How about when $a_2=0$? In this case, $g$ itself is not an open map. [If $g$ is not an open map around $(a_1,a_2)$, then $f$ is not an open map around $(a_1,a_2,k\pi)$.]
Why is $g$ not an open map at $(a,0)$? Because $g(a,0)=(e^0,e^0)=(1,1)$. For each $a\in\mathbb{R}$, either $\cos(a)$ or $\sin(a)$ is non-zero.
If $\cos(a)$ is non-zero, then once again, just like in the proof above: you set a point $(1,y)$ near $(1,1)$ and you want $e^{x\cos(a)}$ to be $1$, which means $x$ would have to be $0$, and you want $e^{x\sin(a)}=e^0=1$ to be a specific $y$, but $y$ near $1$ doesn't have to be equal to $1$. So $g$ is not an open map at $(a,0)$.

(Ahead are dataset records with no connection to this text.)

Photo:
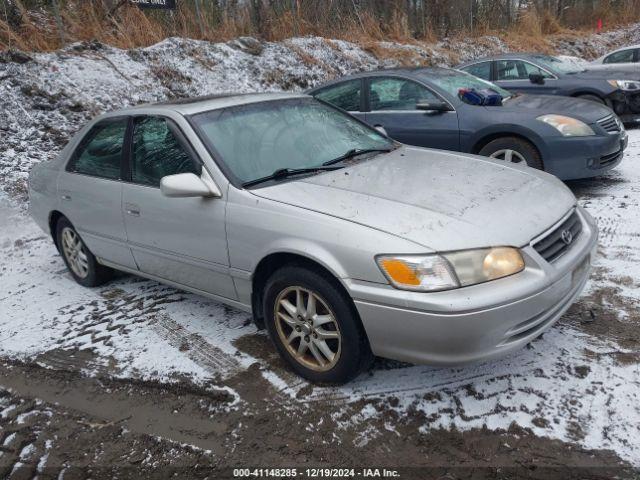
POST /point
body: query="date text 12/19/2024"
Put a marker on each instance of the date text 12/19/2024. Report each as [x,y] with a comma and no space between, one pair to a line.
[315,473]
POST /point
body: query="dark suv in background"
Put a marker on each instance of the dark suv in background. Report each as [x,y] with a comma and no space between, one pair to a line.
[549,75]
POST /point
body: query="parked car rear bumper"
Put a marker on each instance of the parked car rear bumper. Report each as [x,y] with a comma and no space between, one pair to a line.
[582,157]
[469,325]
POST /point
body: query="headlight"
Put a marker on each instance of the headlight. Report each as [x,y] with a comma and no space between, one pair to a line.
[626,85]
[567,126]
[429,273]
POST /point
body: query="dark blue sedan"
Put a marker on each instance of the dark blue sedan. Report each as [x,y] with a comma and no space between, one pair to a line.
[618,88]
[568,137]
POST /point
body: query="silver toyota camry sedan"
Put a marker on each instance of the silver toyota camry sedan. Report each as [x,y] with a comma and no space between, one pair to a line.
[342,242]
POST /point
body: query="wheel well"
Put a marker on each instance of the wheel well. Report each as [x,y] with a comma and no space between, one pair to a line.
[271,263]
[53,221]
[483,142]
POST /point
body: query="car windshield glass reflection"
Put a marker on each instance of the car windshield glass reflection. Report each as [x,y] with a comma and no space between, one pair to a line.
[253,141]
[453,81]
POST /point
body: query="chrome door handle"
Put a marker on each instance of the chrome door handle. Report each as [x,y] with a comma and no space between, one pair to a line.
[132,209]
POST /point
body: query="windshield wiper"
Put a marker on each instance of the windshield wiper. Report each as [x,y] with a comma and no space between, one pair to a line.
[283,173]
[355,152]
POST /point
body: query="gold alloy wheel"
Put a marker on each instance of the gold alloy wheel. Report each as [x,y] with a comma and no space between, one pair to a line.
[307,328]
[75,253]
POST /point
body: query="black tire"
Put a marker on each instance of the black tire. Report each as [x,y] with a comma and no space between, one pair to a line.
[522,147]
[354,352]
[96,274]
[593,98]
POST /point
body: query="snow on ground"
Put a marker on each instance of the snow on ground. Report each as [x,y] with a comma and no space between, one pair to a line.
[571,384]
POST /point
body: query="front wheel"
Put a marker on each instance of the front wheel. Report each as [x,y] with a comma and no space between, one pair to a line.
[82,264]
[513,150]
[314,326]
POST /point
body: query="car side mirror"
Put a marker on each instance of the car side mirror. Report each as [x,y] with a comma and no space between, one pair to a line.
[184,185]
[434,106]
[382,130]
[536,78]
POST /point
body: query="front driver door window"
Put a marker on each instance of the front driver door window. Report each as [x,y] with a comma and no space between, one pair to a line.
[346,95]
[392,104]
[91,191]
[157,152]
[397,94]
[182,240]
[513,75]
[480,70]
[625,56]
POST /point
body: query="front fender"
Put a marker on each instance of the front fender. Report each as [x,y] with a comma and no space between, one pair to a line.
[480,137]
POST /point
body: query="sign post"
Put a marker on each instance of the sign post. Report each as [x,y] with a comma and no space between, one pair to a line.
[157,4]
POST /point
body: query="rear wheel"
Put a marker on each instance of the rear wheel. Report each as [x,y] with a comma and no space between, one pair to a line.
[593,98]
[82,264]
[513,150]
[314,326]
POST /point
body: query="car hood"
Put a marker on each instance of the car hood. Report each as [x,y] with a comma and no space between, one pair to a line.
[537,105]
[621,68]
[606,73]
[440,200]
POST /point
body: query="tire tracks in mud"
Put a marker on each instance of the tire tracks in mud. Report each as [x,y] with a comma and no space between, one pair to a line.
[212,359]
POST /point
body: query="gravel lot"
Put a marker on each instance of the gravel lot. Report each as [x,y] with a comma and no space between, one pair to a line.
[149,378]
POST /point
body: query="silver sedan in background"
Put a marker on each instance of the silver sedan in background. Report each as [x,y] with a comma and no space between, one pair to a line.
[342,242]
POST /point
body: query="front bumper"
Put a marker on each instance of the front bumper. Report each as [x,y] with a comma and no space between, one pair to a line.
[479,322]
[582,157]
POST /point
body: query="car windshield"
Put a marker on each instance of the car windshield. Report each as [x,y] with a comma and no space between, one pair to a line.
[256,140]
[560,65]
[453,80]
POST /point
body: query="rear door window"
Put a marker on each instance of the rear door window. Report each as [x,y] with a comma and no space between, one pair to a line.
[480,70]
[159,151]
[346,95]
[397,94]
[100,152]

Likewise if $\sin(a)$ is non-zero.
$\\$
I don't want to answer too many such questions, so I'll make a general remark. Maybe one needs to practise thinking about specific defined objects. "So-and-so object or group of objects is defined so-and-so, what properties does it have?" Sometimes, it's not immediately obvious.
This is not about theorems, because there may not be any theorem within your aukaat which would be useful in such a situation. This is about investigating an object to which you have to do more than just apply a ready-made theorem.
One way of getting used to this is to find textbooks that have answer keys. Just find different exercises of this type, read through some answers to them, and see if your technique improves.